Windows Phone Styles

For Windows Phones apply the following CSS rule-set to the canvas.

canvas#cv{
 touch-action:pan-y;
}

touch-action:pan-y allows the entire Web page to respond to vertical swipe motion over the canvas. However the Web browser won't respond to horizontal swipe motion over the canvas.

With Windows phones it's necessary to disable swipe action along the X axis. Otherwise attempts to swipe left to right will display the previous Web page. Attempts to swipe right to left displays the next Web page. In that case the Mars graphic remains the same. In other words, the user can't swipe to view different areas of the Martian panorama. Instead the entire Web page changes. The touch-action:pan-y rule allows scrolling vertically, while preventing horizontal scrolling.

Testing with iPhone 6, a set of Android phones, Windows 8.1, Windows Vista, and Windows 10 PCs didn't reveal the need to set the touch-action property. Only Windows Phone required the touch-action property, with the devices tested. However perhaps other untested devices also require touch-action:pan-y. It seems like a good idea to include the touch-action rule even if your target device doesn't require it now.

Draw the Graphic

To draw the graphic, move the panoramic image based on the user's current touch location. The panoramic graphic is much wider than the canvas. First determine how far to move the panoramic graphic for each pixel along the X axis of the canvas.

Divide the width of the panoramic graphic by the width of the canvas.

var N_DIVISION = N_PAN_MAX/N_WIDTH

Both mobile and desktop browsers execute the drawGraphic() function. Function drawGraphic() divides the current touch point on the canvas by the number of pixels to move the canvas.

var pX = nX * N_DIVISION
	

Then drawGraphic draws a section of the image to the canvas.

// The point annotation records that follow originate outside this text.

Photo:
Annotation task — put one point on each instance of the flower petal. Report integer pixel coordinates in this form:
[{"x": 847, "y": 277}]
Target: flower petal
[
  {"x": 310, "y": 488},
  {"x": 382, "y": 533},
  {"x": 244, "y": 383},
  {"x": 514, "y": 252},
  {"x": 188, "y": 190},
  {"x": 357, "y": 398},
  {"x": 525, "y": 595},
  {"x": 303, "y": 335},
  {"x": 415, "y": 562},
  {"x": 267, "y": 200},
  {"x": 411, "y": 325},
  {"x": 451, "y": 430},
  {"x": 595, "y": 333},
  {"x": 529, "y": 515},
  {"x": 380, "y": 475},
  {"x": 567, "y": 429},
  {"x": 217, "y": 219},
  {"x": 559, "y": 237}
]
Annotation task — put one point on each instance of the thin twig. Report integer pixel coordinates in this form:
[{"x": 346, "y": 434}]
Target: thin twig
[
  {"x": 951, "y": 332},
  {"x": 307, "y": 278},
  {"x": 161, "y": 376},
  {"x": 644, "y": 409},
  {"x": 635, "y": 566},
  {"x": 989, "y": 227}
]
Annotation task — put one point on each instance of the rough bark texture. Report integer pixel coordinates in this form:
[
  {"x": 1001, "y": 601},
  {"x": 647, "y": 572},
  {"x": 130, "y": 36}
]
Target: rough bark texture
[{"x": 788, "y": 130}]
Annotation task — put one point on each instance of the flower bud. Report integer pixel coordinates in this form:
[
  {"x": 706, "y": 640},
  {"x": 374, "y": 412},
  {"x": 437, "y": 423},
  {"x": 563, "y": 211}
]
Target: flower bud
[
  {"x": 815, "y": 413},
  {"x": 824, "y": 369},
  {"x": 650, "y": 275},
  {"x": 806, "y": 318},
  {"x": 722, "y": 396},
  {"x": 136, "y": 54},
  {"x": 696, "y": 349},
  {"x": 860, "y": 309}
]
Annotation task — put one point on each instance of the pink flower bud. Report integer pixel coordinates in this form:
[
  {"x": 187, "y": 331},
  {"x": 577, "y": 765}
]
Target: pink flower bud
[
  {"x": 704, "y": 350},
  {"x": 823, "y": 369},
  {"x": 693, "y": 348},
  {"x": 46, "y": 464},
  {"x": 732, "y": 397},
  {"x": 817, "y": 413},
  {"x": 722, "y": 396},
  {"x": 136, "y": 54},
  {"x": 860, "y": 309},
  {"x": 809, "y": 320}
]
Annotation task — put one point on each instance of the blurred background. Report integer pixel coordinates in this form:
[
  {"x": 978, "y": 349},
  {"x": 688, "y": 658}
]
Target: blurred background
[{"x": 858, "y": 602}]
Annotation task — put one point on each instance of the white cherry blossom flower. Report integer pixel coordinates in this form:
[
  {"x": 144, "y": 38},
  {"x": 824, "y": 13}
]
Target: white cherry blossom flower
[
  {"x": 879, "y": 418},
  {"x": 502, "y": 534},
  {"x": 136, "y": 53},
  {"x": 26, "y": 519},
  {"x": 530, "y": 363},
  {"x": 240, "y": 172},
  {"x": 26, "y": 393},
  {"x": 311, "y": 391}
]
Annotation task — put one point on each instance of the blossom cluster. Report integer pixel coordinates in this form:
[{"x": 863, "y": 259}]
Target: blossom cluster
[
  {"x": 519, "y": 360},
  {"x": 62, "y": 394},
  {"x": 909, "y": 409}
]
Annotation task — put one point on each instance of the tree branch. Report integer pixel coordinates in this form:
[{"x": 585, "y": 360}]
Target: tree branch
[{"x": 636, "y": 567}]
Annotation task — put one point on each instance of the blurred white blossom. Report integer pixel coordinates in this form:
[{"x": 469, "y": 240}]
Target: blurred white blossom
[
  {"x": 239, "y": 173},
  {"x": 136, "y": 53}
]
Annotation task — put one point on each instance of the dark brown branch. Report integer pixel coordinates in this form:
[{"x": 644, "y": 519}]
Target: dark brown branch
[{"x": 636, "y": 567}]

function drawGraphic(nX){ 
 
 var pX = nX * N_DIVISION;
    
 context.drawImage(
  imgSprite,
  pX,0,
  N_WIDTH,N_HEIGHT,
  0,0,
  N_WIDTH,N_HEIGHT
 ); 
}
	

Tips

Methods which execute often should process as little as possible. Function drawGraphic() executes whenever the user swipes over the canvas. It's helpful to streamline functions which execute often. Otherwise computers and mobile devices may slow down.

Optimize functions such as drawGraphic() to perform a minimum of calculations. For example prepare the canvas bounding rectangle, and other dimensions needed for drawing once when the Web page loads, or whenever the Web browser resizes. Preparation eliminates the need to calculate some variables during each drawing operation.

Consider resizing the canvas in response to device orientation and screen size. Drawing coordinates and dimensions would scale up or down accordingly. This example maintains a 300 pixel square canvas for simplicity.

See the entire interactive background source code.

Summary

This tutorial demonstrated how to implement backgrounds which move when the user swipes the canvas. This article explained how to create responsive backgrounds with HTML5. The simple yet effective technique displays engaging backgrounds. Swipe to view the Interactive Mars Panorama. The background animation tutorial provided an introduction for this tutorial.

Consider interactive background animation for architectural renderings, real estate photographs, scientific simulation, products, and games.